- Birth name: Roberto Faz Monzón
- Born: September 18, 1914 Regla, Havana, Cuba
- Died: April 26, 1966 (aged 51) Havana, Cuba
- Genres: Son montuno, guaracha, bolero, guaguancó
- Occupation(s): Musician, bandleader
- Instrument: Vocals
- Years active: 1927-1966
- Labels: Puchito, Seeco, Panart
- Formerly of: Hermanos Palau, Hermanos Lebatard, Conjunto Kubavana, Conjunto Casino

= Roberto Faz =

Roberto Faz Monzón (September 18, 1914 - April 26, 1966) was a Cuban singer who reached the height of his popularity during the 1950s and early 1960s. Like his contemporary Benny Moré, he specialized in many forms of Cuban music such as son, guaracha and bolero. He was a member of the Conjunto Kubavana for three years before joining the Conjunto Casino in 1944. At the Casino he sang alongside Agustín Ribot and Roberto Espí, achieving great success.
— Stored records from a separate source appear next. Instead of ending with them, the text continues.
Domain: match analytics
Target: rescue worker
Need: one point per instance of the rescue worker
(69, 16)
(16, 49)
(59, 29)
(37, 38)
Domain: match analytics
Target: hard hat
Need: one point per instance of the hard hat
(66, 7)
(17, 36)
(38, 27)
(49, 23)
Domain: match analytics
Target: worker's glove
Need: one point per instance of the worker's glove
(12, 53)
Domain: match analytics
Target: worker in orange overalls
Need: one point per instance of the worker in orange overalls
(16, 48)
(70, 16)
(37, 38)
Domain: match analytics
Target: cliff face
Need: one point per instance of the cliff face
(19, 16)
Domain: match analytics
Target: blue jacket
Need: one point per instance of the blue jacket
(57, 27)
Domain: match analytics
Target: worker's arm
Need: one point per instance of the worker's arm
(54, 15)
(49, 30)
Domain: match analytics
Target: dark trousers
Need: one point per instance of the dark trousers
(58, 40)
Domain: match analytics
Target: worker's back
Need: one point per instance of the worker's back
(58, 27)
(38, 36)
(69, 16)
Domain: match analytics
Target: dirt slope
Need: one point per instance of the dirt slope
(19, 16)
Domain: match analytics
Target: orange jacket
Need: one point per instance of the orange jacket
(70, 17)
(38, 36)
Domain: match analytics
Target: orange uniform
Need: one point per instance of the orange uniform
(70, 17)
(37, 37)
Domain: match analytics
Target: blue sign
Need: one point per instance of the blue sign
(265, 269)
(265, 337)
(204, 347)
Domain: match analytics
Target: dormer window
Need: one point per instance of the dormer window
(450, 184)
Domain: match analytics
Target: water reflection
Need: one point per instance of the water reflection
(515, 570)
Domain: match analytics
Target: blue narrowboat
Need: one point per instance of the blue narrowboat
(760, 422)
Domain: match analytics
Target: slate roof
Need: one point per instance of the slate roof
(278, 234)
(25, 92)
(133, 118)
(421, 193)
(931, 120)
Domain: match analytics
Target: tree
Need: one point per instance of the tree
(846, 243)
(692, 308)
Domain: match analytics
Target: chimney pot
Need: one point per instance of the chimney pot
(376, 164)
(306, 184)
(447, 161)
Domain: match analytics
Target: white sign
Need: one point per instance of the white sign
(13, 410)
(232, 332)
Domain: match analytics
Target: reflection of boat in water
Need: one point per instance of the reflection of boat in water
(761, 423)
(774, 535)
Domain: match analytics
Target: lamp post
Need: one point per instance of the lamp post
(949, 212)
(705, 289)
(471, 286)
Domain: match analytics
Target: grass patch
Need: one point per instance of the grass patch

In 1956 he left the Casino to establish his own conjunto, where he sang with Orlando Reyes and Roeangel Rodríguez "Rolito". He continued to tour and record with his band until his death in 1966 from a stroke and edema pulmonary.

== Compositions ==
Faz is the author of popular songs such as "Te traigo mi son", "El pregón de la montaña", "Nadie baila como yo", "El retozón", "Píntate los labios María, del Compositor, Ramon Castro Herrera" and "Aguanile mai mai".